Deze uitspraak is gedaan door mr. A.E.J.M. Gielen, rechter, in aanwezigheid van E.P.W. Kwakman, griffier.
Deze beslissing is in het openbaar uitgesproken op 30 maart 2016.
Afschrift verzonden aan partijen op:
Conc.: EK
Coll:
D: B
VK
Tegen deze uitspraak kan binnen één week na de dag van verzending daarvan hoger beroep worden ingesteld bij de Afdeling bestuursrechtspraak van de Raad van State (adres: Raad van State, Afdeling bestuursrechtspraak, Hoger beroep vreemdelingenzaken, Postbus 16113, 2500 BC 's-Gravenhage).

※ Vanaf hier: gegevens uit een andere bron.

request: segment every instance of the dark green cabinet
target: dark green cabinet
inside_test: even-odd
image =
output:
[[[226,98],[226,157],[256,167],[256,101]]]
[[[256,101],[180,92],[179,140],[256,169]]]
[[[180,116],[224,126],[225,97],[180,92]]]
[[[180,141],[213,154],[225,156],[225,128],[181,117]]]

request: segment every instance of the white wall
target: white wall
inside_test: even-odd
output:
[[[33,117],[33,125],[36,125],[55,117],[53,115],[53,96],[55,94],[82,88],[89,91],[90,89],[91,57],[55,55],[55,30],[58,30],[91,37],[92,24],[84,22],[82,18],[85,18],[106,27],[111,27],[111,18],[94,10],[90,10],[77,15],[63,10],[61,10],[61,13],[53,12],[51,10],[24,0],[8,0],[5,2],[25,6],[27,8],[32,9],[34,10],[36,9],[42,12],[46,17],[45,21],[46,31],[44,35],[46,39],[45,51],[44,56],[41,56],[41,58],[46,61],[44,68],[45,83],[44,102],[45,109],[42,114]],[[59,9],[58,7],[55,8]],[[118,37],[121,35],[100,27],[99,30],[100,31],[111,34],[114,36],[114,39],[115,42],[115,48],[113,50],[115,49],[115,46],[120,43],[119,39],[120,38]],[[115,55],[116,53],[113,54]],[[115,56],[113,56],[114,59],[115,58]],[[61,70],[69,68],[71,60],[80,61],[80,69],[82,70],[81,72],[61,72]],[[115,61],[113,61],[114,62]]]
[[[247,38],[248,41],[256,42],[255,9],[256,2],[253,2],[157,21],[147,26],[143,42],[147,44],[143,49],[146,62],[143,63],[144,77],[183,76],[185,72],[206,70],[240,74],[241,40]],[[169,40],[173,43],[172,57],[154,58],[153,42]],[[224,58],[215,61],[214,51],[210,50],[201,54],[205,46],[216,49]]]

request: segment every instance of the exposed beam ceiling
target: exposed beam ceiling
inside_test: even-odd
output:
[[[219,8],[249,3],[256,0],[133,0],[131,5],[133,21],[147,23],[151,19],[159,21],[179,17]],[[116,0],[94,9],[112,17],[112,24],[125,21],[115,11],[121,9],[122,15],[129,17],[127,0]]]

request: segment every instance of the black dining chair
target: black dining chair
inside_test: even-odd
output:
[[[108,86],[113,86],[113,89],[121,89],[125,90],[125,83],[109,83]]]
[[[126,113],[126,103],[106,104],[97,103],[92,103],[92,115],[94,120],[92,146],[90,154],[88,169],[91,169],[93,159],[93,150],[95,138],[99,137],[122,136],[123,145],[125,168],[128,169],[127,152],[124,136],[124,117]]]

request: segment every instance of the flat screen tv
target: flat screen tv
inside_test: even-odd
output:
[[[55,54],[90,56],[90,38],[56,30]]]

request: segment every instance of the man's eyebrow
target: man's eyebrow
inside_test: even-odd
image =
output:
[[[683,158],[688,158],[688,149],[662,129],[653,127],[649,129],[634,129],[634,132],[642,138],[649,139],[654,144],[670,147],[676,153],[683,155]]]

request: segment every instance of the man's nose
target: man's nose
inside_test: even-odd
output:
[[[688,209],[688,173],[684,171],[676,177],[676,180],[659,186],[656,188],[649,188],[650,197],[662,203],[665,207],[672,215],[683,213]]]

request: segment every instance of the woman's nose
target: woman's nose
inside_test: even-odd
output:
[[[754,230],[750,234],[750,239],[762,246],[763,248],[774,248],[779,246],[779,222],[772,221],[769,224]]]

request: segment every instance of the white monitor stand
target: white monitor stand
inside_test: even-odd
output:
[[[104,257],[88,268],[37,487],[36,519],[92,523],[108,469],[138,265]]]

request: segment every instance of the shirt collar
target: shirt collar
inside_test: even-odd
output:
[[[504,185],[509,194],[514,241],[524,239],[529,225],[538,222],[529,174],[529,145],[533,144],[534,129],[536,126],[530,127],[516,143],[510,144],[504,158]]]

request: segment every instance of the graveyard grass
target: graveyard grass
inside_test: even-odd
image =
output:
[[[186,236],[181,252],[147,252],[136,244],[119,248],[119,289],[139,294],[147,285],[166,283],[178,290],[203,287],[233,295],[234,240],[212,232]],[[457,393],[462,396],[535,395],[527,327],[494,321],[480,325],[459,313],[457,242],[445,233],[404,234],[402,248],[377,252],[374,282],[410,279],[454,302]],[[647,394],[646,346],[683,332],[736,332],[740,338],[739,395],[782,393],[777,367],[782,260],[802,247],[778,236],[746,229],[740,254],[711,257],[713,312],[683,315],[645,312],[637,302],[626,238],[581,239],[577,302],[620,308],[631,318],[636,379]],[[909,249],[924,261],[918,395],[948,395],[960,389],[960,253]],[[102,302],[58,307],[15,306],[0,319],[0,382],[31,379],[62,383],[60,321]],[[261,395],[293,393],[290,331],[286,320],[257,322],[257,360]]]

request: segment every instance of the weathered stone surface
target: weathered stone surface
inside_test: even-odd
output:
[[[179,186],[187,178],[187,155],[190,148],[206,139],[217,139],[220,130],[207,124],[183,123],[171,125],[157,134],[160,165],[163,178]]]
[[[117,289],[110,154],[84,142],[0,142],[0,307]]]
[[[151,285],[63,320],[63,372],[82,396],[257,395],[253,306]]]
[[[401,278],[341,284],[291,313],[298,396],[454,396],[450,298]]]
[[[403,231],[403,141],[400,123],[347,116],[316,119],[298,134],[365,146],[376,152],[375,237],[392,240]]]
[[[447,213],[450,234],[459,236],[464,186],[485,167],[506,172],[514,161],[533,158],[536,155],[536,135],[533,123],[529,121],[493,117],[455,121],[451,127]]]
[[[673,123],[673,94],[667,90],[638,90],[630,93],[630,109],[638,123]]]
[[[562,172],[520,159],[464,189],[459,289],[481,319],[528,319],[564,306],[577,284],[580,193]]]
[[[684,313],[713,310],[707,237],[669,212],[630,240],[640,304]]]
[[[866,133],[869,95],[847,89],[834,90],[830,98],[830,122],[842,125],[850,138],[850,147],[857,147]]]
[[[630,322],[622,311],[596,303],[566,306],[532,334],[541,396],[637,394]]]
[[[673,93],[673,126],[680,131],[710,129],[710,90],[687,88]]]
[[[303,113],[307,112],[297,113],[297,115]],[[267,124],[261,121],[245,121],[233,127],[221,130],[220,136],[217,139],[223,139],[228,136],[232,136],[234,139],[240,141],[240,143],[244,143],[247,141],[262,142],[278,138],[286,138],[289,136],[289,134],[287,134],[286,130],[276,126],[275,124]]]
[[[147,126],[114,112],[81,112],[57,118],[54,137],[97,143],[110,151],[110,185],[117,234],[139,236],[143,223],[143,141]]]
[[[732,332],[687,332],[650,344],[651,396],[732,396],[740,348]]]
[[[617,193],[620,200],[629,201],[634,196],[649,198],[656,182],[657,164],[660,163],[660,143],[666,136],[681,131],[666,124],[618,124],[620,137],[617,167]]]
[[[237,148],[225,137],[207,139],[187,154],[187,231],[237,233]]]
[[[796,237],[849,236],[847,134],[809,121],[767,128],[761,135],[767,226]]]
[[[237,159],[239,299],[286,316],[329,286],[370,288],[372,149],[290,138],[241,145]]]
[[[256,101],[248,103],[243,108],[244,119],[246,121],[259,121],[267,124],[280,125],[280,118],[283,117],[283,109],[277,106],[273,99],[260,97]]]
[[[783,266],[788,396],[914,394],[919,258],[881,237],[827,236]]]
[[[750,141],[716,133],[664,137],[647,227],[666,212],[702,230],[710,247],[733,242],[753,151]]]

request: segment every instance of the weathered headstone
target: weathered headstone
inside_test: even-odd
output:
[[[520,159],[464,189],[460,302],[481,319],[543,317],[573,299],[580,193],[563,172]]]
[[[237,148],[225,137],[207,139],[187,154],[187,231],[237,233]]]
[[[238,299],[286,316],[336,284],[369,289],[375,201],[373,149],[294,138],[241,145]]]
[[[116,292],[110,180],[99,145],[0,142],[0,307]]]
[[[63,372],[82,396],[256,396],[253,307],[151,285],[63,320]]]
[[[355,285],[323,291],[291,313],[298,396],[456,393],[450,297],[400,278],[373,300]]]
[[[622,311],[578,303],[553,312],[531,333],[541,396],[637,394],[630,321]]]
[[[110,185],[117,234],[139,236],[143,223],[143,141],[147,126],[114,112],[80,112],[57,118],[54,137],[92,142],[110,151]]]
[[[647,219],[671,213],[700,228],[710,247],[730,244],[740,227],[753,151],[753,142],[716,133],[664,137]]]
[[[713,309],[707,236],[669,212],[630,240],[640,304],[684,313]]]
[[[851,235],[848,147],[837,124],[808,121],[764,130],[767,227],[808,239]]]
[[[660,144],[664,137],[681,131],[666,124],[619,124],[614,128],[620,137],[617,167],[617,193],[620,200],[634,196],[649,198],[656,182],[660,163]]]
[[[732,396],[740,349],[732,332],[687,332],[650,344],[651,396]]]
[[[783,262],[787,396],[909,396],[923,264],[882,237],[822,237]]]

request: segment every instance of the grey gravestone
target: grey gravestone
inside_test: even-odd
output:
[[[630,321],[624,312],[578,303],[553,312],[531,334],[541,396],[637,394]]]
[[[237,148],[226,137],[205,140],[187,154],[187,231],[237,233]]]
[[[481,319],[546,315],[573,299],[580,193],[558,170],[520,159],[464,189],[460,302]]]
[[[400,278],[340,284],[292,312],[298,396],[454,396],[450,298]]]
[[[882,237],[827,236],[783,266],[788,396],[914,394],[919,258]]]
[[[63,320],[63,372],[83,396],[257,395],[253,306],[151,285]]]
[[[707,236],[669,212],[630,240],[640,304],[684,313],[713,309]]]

Naast de vereisten waaraan het beroepschrift moet voldoen op grond van artikel 6:5 van de Awb (zoals het overleggen van een afschrift van deze uitspraak) dient het beroepschrift ingevolge artikel 85, eerste lid, van de Vw 2000 een of meer grieven te bevatten. Artikel 6:6 van de Awb (herstel verzuim) is niet van toepassing.